Even if we can’t volunteer in our community, there are still SO many things we can do to support our local nonprofits, to help people in need and to spread love and joy to others. While most direct volunteering opportunities (especially for families with young children) were canceled and continue to remain on hold in many places, families with a desire to give back found countless ways to do so through “kitchen table kindness” activities. Families used their creativity to make cards for first responders and isolated seniors, they created colorful rainbows for display in front windows, they used sidewalk chalk to write hopeful phrases on driveways and street corners, they painted “kindness rocks” with cheerful messages and scattered them around neighborhoods for others to find. When masks were in short supply, hundreds of people began sewing cloth masks and donating them. Even in the midst of their own financial hardship, people shared what they could with those who were struggling. Fundraisers abounded, providing critical funds for people who suddenly found themselves out of work and in despair. Mutual Aid organizations, like Pandemic of Love, emerged as lifelines, matching people with immediate needs to volunteers with the ability to provide funds and much-needed assistance. Many followed the advice of the late Arthur Ashe: use what you have, do what you can.

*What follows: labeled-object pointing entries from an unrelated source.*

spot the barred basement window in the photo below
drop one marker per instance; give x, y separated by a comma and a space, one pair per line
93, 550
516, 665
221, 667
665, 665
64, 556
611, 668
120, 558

And so it has been throughout history, that simple grassroots efforts like these have proven to be the most meaningful. This simple concept - neighbor helping neighbor, one person at a time - has made a huge difference in our ability to make it through this brutal, heartbreaking year. Let’s hope that these lessons, the “silver linings” of kindness and service, will remain in our hearts and continue to impact our communities even after the pandemic recedes (mercifully) into the past.